図2は、本発明の前処理方法で前処理を行ったシリコンウェーハ11の再結合ライフタイムのウェーハ全面の測定結果を示す図である。
図2では、アニール炉のボートと接触する位置12において、周囲と比べて再結合ライフタイムの低下がみられる以外は、面内分布は特に発生していなかった。
【0039】
次に、上述のシリコンウェーハ11を洗浄し、表面に付着したヨウ素エタノール溶液を完全に除去した。そして、1回目の再結合ライフタイム測定の前処理と同様に、硫酸過水により洗浄を行って有機物を除去し、フッ酸溶液を用いて表面の自然酸化膜を除去した後、電荷量が1C/cm
2となるようにしてコロナチャージ処理を実施した。その後、コロナチャージ処理を実施したシリコンウェーハ11をヨウ素エタノール溶液に浸漬して表面処理を行った後、ウェーハ全面の再結合ライフタイム測定を行った(2回目の再結合ライフタイム測定)。
【0040】
さらに、2回目の再結合ライフタイム測定を行ったシリコンウェーハ11に対して洗浄を行い、表面に付着したヨウ素エタノール溶液を除去してから、2回目の再結合ライフタイム測定と同じ手順、条件で前処理と測定を行い、再度、シリコンウェーハの全面の再結合ライフタイム測定を行った(3回目の再結合ライフタイム測定)。
【0041】
1回目の再結合ライフタイム測定を行ったのと同一のシリコンウェーハ11に対して行った、2回目及び3回目の再結合ライフタイム測定により得られた面内分布は、
図2に示したものとほとんど同様であり、アニール炉のボートと接触する位置12において、周囲と比べて再結合ライフタイムの低下が見られたが、その他の面内分布は特に発生していなかった。
【0042】
(比較例1)
測定対象のシリコンウェーハとして、直径200mmで、ボロンをドープしたP型、抵抗率10Ω・cmのウェーハを準備した。このシリコンウェーハを1000℃、乾燥酸素1%の窒素雰囲気中で、1時間アニールした。このアニールにより炉の汚染をシリコンウェーハに転写し、意図的に、炉の汚染を反映した再結合ライフタイムの低下が生じるようにした。そして、このアニールによりシリコンウェーハの表面に形成された酸化膜をフッ酸により除去した。次に、このシリコンウェーハに対して、硫酸過水により洗浄を行って有機物除去を行った後、硫酸過水により形成された表面の自然酸化膜をフッ酸により除去した。その後、シリコンウェーハに対してコロナチャージ処理は行わず、ヨウ素エタノール溶液で表面処理し、μ−PCD法でシリコンウェーハの全面の再結合ライフタイム測定を行った(1回目の再結合ライフタイム測定)。
【0043】
このシリコンウェーハの再結合ライフタイムの測定結果を
図4に示す。
図4は、上述の従来の前処理方法で前処理を行ったシリコンウェーハ13の再結合ライフタイムのウェーハ全面の測定結果を示す図である。

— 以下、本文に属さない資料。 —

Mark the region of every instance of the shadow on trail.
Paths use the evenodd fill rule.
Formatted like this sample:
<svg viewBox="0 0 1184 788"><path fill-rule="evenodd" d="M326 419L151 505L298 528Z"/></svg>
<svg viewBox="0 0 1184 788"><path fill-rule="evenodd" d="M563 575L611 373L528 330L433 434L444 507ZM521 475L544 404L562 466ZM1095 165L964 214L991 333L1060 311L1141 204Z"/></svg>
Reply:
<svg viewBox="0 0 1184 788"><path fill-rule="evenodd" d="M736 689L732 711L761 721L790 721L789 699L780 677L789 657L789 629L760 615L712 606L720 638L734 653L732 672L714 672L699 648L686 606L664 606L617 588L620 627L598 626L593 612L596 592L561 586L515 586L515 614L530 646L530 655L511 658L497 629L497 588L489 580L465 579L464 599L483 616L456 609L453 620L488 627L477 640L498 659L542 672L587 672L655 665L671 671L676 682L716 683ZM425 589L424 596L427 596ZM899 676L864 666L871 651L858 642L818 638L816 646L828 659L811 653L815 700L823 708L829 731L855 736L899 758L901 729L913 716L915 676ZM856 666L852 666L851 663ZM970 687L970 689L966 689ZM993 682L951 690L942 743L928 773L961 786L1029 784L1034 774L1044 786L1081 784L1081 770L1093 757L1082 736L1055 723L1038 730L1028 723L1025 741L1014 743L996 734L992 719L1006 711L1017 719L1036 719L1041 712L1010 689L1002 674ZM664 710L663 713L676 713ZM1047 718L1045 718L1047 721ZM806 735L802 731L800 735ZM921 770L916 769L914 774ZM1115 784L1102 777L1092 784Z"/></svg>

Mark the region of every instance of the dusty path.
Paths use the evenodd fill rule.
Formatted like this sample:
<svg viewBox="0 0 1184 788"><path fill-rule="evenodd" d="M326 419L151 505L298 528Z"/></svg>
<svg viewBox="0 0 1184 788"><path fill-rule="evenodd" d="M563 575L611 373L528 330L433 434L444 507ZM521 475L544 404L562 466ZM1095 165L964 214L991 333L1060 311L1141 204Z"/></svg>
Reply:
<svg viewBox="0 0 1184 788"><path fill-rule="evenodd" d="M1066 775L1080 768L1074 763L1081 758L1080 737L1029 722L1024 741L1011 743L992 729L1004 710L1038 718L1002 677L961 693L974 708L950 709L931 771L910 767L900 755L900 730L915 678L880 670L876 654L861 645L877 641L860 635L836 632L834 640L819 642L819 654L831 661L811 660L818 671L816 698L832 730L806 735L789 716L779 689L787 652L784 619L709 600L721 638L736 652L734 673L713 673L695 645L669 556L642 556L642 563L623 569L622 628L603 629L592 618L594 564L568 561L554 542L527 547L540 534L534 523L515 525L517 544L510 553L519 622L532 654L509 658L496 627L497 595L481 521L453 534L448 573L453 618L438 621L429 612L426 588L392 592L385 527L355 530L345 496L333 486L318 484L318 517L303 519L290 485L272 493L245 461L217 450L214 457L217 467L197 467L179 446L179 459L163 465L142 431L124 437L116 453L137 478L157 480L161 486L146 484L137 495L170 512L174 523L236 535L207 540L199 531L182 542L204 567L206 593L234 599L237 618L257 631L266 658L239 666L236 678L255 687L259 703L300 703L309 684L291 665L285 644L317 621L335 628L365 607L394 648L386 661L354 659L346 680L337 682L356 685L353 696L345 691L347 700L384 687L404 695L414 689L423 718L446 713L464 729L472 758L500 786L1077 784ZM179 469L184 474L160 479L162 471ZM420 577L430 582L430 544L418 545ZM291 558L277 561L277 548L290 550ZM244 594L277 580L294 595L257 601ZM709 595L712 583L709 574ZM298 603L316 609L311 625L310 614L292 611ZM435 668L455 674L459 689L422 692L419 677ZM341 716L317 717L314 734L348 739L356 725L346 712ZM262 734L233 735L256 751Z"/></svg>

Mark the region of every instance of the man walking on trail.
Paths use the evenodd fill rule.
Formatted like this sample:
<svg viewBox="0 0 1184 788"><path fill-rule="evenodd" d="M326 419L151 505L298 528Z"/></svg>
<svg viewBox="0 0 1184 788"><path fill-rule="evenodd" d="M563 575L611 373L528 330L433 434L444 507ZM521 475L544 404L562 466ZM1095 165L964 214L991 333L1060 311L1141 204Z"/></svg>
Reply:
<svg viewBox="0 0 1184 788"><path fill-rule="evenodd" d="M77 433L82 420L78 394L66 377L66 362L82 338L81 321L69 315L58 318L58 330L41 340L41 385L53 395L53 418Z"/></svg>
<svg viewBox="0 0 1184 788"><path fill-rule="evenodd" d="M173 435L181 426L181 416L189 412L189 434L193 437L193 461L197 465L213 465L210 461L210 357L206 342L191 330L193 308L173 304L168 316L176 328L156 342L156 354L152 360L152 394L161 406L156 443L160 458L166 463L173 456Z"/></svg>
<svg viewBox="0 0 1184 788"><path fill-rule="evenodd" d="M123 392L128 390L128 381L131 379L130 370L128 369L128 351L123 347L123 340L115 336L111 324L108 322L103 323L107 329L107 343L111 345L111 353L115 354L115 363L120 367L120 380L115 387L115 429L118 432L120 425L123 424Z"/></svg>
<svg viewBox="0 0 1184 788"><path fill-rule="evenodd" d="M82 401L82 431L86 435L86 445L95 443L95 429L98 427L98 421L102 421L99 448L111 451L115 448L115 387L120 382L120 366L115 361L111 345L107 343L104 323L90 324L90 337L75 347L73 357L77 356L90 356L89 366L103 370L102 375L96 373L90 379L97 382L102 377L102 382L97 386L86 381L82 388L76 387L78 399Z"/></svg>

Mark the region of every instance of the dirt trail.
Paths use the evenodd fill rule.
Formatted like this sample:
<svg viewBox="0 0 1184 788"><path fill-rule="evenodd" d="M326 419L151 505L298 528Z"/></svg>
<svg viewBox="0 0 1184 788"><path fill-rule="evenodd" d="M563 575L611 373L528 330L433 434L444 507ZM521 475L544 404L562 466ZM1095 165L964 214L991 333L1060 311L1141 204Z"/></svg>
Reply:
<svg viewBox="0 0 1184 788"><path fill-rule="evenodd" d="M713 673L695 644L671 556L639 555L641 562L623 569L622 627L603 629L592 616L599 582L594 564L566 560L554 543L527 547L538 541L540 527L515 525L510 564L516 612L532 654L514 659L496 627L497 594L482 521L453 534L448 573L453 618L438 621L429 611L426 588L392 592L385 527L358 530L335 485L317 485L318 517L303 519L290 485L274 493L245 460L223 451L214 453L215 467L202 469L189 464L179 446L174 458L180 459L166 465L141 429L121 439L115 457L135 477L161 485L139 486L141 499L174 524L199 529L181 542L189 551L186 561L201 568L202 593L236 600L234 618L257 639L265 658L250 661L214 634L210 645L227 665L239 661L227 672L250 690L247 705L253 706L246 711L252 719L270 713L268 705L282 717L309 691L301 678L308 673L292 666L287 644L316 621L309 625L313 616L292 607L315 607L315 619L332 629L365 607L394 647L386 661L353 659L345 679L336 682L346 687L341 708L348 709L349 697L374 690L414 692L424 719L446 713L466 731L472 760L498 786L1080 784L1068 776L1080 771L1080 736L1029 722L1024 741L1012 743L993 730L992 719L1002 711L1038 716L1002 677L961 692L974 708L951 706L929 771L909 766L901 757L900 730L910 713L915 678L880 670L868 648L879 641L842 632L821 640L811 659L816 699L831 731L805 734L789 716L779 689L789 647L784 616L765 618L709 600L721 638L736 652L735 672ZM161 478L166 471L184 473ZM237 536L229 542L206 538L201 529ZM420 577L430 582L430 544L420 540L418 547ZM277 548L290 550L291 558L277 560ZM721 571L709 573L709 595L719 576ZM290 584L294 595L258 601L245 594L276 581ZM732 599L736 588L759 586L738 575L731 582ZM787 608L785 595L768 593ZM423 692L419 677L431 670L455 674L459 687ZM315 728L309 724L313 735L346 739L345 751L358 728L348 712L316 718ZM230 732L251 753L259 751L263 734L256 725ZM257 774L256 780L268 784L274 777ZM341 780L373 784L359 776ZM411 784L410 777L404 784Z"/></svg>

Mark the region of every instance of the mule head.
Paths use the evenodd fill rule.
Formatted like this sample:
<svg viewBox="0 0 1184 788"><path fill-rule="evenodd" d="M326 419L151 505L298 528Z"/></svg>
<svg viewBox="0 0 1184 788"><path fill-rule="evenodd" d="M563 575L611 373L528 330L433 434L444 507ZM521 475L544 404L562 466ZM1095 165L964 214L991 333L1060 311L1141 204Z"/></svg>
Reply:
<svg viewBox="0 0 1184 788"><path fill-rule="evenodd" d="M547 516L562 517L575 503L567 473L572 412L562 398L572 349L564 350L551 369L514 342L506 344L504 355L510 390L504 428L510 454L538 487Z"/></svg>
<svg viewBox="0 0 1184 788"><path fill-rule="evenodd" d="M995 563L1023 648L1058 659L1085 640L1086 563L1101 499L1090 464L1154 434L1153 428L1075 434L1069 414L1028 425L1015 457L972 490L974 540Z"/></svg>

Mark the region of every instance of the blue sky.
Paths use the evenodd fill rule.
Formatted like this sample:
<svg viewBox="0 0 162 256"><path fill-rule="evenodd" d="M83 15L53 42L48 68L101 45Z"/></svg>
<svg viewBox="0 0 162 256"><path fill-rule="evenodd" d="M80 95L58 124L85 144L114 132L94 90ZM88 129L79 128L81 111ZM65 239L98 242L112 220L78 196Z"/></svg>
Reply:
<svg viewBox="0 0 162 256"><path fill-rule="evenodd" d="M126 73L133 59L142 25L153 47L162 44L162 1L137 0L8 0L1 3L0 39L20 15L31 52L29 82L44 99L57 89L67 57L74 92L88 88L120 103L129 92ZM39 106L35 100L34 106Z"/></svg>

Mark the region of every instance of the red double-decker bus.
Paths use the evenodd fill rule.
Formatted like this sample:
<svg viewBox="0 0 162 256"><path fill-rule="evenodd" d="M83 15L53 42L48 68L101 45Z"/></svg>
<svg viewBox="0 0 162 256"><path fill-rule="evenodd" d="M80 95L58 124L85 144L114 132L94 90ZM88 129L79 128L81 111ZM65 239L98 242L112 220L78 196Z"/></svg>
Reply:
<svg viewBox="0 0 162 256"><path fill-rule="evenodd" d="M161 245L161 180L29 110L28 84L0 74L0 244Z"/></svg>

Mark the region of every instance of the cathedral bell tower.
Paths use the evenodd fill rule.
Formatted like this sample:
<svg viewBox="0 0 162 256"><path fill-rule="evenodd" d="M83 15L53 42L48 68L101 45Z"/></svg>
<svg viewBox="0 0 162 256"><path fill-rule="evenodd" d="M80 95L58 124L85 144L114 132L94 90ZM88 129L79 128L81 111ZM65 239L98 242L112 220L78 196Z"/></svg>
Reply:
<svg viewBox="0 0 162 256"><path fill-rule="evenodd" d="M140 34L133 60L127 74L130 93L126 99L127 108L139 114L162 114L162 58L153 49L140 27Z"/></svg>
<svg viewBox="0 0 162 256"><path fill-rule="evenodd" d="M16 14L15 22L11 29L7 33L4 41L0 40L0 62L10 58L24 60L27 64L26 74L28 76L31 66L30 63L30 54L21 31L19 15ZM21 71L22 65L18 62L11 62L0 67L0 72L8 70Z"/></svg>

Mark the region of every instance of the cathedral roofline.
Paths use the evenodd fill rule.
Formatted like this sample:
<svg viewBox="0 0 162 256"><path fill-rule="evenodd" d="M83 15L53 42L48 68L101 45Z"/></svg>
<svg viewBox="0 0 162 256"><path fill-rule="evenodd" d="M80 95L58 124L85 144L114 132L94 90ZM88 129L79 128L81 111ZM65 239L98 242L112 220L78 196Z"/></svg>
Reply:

図4では、アニール炉のボートと接触する位置14で再結合ライフタイムの低下がみられるのに加え、特にシリコンウェーハ13の左側で顕著な再結合ライフタイムの低下が生じていた。
【0044】
次に、シリコンウェーハ13を洗浄し、表面に付着したヨウ素エタノール溶液を完全に除去した。そして、1回目の再結合ライフタイム測定の前処理と同様に、硫酸過水により洗浄を行って有機物を除去し、フッ酸溶液を用いて表面の自然酸化膜を除去したシリコンウェーハ13をヨウ素エタノール溶液に浸漬して表面処理を行った後、ウェーハ全面の再結合ライフタイム測定を行った(2回目の再結合ライフタイム測定)。
【0045】
さらに、2回目の再結合ライフタイム測定を行ったシリコンウェーハ13に対して洗浄を行い、表面に付着したヨウ素エタノール溶液を除去してから、2回目の再結合ライフタイム測定と同じ手順、条件で前処理と測定を行い、再度、シリコンウェーハの全面の再結合ライフタイム測定を行った(3回目の再結合ライフタイム測定)。
【0046】
1回目の再結合ライフタイム測定を行ったのと同一のシリコンウェーハ13に対して行った、2回目及び3回目の再結合ライフタイム測定により得られた面内分布は、
図4に示したものとは異なっていた。1回目から3回目の再結合ライフタイムの面内分布は、アニール炉のボートと接触する位置14の再結合ライフタイムの低下具合を含め、それぞれ大きく異なっており、測定結果は安定しなかった。
【0047】
このように、実施例1では、同一のシリコンウェーハに対して行った3回の再結合ライフタイム測定で、ほぼ同一のウェーハ面内分布が得られた。シリコンウェーハの表面の自然酸化膜を除去した後に、コロナチャージ処理を行い、その後、ヨウ素エタノール溶液によるパッシベーション処理を行ったことで、ウェーハ面内で均一なパッシベーションが行われたためと考えられる。これに対して、比較例1では、同一のシリコンウェーハに対して行った3回の再結合ライフタイム測定で、安定した測定結果が得られなかった。コロナチャージ処理を行わなかったために、ヨウ素エタノール溶液によるパッシベーションが均一に行えなかったことが原因と考えられる。
【0048】
なお、本発明は、上記実施形態に限定されるものではない。上記実施形態は、例示であり、本発明の特許請求の範囲に記載された技術的思想と実質的に同一な構成を有し、同様な作用効果を奏するものは、いかなるものであっても本発明の技術的範囲に包含される。